If you’ve been following along, you’ll know we’ve spent the last six articles sharing our perspective on how organizations can break free from paralysis regarding AI and move into action. The last six articles focused on your workforce and took a role-based approach to guide the organization through change. This article will introduce a different approach – “Reimagining Operating Models.” These two approaches can be done separately, sequentially, or in tandem.

AI Landscapes: Redefining Commerce, Careers, and Communities - Article 7 of 8

Winners of past disruptions have shown us how technology can be used to make fundamental changes to accepted operating models that upend the status quo and force incumbents into a defensive position. Here are two examples:

  • Globalization. Technology and reduced transportation costs made the world a lot smaller in the 90s. Adopters of this trend were able to dramatically lower the cost of production, giving them a competitive advantage.
  • Uber. Advances in handheld technology converged location, communications, and purchasing data. These changes were leveraged to produce a whole new mode of transportation - rideshare. Customer acquisition became easier, staffing and capacity issues were crowdsourced, and a community rating feature provided a sense of safety with the change. Incumbent taxi operators were crowded out of the new, redefined market.

In both cases, incumbents lost agency. They were behind the change and had to react.
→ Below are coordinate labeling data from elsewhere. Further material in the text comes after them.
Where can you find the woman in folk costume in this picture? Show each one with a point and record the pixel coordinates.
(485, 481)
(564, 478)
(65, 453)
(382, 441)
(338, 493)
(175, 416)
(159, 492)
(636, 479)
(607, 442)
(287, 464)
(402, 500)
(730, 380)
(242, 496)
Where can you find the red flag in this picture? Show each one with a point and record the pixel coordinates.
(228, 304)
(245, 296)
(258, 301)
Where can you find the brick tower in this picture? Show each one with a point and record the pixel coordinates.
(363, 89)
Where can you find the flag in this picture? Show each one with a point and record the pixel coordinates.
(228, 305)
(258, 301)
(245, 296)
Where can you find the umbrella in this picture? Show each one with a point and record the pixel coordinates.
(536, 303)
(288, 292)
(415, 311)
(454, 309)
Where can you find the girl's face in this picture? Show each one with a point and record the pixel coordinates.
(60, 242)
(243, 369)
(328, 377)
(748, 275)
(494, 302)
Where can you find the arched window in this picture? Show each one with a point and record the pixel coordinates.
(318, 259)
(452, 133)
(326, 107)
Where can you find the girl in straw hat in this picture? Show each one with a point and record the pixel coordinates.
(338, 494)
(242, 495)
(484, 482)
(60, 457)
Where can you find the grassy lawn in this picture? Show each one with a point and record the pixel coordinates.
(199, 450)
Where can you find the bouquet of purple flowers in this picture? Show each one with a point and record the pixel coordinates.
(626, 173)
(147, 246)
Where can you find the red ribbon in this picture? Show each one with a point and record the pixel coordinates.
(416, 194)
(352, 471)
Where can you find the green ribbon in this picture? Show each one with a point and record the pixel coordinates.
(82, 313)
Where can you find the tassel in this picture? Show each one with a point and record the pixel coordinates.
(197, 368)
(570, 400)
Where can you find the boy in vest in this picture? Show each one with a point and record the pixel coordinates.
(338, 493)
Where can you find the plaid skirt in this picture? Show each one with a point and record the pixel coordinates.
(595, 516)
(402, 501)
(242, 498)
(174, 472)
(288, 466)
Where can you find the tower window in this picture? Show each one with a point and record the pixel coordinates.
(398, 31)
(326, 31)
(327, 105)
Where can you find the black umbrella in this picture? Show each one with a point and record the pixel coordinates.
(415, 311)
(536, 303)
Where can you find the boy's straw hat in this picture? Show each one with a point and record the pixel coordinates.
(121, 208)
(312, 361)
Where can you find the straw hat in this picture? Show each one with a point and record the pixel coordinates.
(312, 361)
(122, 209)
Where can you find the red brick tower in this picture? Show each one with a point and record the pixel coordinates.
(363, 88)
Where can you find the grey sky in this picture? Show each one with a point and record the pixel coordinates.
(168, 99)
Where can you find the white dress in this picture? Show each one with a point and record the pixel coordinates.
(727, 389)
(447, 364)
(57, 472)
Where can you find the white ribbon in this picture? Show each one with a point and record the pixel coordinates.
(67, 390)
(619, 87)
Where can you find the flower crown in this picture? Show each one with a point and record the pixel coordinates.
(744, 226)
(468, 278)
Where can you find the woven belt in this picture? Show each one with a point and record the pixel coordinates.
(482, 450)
Manufacturers went out of business or were hastily forced to move production, devastating communities. Our nation is highly polarized today, in part, due to firms not being aggressive enough in embracing change and not being deliberate in developing and protecting our workforce. It doesn’t have to be this way.

We know AI is powerful enough to change how people do business today. If you already know how - you’re in great shape! The rest of us need a method to uncover and exploit opportunities.

We recommend embarking on a fully allocated cost analysis of your customers. Companies today all engage in some form of this, but we have a few suggestions to encourage a different perspective.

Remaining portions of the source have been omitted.